Quando, depois da matança da encruzilhada, Édipo se dirige para Tebas enfrenta o célebre enigma da esfinge: “Que animal tem quatro pernas de manhã, duas ao meio dia e três à noite?”. Édipo, o sábio, o clarividente, responde: o Homem. Ou seja, ele próprio. E já antes de entrar em Tebas, se autodenunciava. E o detective desvendava o criminoso. Foi parricida inconsciente, deu a vida do próprio ventre de que nascera, mas sem o saber. Nada premeditou, nada ambicionou. Édipo era um homem justo. Queria ver. Todas as cenas de violência são invisíveis, passam-se fora de cena: o enforcamento de Jocasta, Édipo a furar os olhos com o gancho dos cabelos da mãe/mulher.

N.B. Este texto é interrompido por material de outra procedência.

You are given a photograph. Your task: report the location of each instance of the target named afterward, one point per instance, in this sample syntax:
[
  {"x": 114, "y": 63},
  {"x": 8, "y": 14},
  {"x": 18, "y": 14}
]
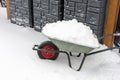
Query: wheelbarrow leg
[
  {"x": 69, "y": 61},
  {"x": 75, "y": 55},
  {"x": 83, "y": 60}
]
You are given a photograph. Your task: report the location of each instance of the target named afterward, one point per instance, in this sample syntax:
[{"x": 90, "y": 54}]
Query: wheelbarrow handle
[
  {"x": 35, "y": 47},
  {"x": 116, "y": 34},
  {"x": 108, "y": 35}
]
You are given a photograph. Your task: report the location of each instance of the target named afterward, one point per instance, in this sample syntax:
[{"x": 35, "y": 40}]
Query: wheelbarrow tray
[{"x": 70, "y": 47}]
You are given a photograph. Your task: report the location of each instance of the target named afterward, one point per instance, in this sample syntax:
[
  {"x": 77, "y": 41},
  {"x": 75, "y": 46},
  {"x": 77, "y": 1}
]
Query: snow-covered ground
[{"x": 19, "y": 62}]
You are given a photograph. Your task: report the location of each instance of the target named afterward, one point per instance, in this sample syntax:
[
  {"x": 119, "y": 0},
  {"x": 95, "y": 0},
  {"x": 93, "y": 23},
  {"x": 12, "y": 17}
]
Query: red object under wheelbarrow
[{"x": 51, "y": 49}]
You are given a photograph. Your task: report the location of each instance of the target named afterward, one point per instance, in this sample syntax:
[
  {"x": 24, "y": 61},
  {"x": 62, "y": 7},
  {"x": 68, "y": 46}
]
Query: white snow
[
  {"x": 19, "y": 62},
  {"x": 71, "y": 31}
]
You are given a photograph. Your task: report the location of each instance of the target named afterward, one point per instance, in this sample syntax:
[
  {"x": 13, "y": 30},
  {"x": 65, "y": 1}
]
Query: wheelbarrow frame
[{"x": 69, "y": 53}]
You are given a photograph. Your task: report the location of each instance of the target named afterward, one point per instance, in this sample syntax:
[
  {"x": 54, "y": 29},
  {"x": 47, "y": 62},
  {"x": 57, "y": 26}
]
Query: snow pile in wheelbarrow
[{"x": 71, "y": 31}]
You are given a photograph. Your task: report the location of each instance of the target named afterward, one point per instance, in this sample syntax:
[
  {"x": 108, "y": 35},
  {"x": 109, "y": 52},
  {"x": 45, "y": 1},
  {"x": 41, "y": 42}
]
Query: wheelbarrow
[{"x": 51, "y": 49}]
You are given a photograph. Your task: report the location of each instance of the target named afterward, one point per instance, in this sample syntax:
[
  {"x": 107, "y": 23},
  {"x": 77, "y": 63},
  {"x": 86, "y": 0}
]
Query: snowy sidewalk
[{"x": 19, "y": 62}]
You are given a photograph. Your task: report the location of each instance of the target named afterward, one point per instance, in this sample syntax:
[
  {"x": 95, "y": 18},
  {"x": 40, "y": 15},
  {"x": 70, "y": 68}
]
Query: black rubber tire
[{"x": 48, "y": 43}]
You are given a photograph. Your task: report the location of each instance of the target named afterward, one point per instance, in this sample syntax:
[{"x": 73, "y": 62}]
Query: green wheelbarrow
[{"x": 51, "y": 49}]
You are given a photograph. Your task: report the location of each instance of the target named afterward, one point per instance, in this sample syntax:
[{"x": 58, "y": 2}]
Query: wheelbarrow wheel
[{"x": 48, "y": 45}]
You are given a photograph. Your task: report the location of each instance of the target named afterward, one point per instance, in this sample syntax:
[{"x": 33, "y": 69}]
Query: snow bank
[{"x": 71, "y": 31}]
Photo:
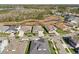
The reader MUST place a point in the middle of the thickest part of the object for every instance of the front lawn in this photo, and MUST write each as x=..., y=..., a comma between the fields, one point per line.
x=61, y=32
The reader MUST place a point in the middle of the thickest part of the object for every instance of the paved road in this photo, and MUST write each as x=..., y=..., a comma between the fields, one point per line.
x=59, y=44
x=39, y=47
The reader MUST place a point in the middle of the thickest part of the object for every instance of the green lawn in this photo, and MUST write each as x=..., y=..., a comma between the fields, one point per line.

Não há sangue na encenação de Silva Melo, a cegueira é dada com uma simples tarja nos olhos, como aquelas que aparecem nas fotos dos jornais para que as pessoas não sejam identificadas. Édipo vem de túnica branca, larga o casaco H&M, já pode ser grego, outra vez. O coro deixa-nos com o mais perturbante e desalentado remate da condição humana: “Nunca chames feliz a um homem enquanto não tiver atingido o fim da sua vida.” Mas Édipo tem a última palavra. A pedra na engrenagem do fatalismo. Ele cega-se para não contemplar a sua desgraça. É o seu gesto de livre arbítrio. E de liberdade. O que também é uma maneira de sair vencedor.
PS:
Ensaio sobre a Cegueira
Considerada por Aristóteles, na sua Poética, a mais bem construída das tragédias gregas, Édipo Rei, escrita por Sófocles por volta de 427 a.C., cumpre escrupulosamente o avanço da narrativa através da peripécia e do reconhecimento e a lei das três unidades: a acção decorre de um mesmo acontecimento, o espaço concentra-se na cidade de Tebas, e o tempo reduz-se às 24 horas. No quadro de Ingres, Édipo responde ao famoso enigma da esfinge, episódio que não consta da peça, dado que à época era do conhecimento geral.